DataWorks Summit: Future Architecture of Streaming Analytics

June 5, 2017 by Thomas Henson 1 Comment

Ready to learn about the Future Architecture of Streaming Analytics?

Next week I will be heading to the DataWorks Summit in San Jose (formerly Hadoop Summit). The DataWorks summit is one of the top conferences for the Hadoop Ecosystem. Last year was first DataWorks Summit I’ve missed the past 3 years, but this year I’m back. I’m happy to announce this year I have a breakout sessions.

My session will focus on the Future Architectures of Streaming Analytics. I will cover how these architectures will support the future of Streaming Analytics. In the past few years the Hadoop community has focused on the processing of data from streaming data sources with Storm, Spark, Flink, Beam and other projects. Now as we enter in era of massive streams of data it’s time to focus on how we store and scale theses systems. Gartner predicts that by 2020 we will reach 20.4 billion connected devices. Now more than ever we are going to need systems with auto-scaling and unlimited retention. Projects like Pravega emerging to abstract away the storage layer in massive data analytics architectures. Stop by my session to learn about Pravega and architecture recommendations for Streaming Analytics.

Information on my session

Future Architecture of Streaming Analytics: Capitalizing on the Analytics of Things (AoT)

The proliferation of connected devices and sensors is leading the Digital Transformation. By 2020 there will be over 20 billion connected devices. Data from these devices need to be ingested at extreme speeds in order to be analyzed before the data decays.

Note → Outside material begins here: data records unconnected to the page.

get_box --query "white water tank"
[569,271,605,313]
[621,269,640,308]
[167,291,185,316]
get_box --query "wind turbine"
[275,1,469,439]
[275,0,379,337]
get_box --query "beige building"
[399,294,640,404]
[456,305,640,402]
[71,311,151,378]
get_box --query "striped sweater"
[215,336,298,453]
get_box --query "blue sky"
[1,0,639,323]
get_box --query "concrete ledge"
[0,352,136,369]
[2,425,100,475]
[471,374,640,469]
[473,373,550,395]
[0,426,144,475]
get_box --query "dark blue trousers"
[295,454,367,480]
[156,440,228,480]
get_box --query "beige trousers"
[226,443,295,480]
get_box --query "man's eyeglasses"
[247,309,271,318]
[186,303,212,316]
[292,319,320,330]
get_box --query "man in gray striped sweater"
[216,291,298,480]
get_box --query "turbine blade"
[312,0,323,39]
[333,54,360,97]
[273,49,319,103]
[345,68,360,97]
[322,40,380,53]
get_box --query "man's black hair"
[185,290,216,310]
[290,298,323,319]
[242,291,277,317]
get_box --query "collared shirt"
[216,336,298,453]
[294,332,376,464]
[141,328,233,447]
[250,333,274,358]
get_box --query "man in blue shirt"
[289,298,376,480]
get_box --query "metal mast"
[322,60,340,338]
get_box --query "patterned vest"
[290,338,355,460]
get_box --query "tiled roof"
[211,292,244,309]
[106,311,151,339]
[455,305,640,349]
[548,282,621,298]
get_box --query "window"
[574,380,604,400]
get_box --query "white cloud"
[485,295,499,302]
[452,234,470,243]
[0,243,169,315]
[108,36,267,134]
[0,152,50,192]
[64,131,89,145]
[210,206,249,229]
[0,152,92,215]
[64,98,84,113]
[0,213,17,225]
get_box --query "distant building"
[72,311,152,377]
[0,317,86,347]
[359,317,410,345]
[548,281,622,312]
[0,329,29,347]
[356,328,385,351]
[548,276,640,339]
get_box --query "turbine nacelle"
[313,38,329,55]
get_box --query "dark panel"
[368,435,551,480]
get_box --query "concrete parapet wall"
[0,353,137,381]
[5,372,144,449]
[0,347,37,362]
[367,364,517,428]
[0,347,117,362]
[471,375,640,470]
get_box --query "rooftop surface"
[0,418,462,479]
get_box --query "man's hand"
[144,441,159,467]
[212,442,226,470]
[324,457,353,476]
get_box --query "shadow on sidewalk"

The life cycle of the data is critical in revealing what insight can be revealed and how quickly they can be acted upon.

In this session we will look at the past, present and future architecture trends of streaming analytics. Next we will look at how to turn all the data from these devices into actionable insights. We will also dive into recommendations for streaming architecture depending on the data streams and time factor of the data. Finally, we will discuss how to manage all the sensor data, understand the life cycle cost of the data, and how to scale capacity and capability easily with a modern infrastructure strategy.

When: Tuesday June 13th 3:00 PM

Where: Ballroom C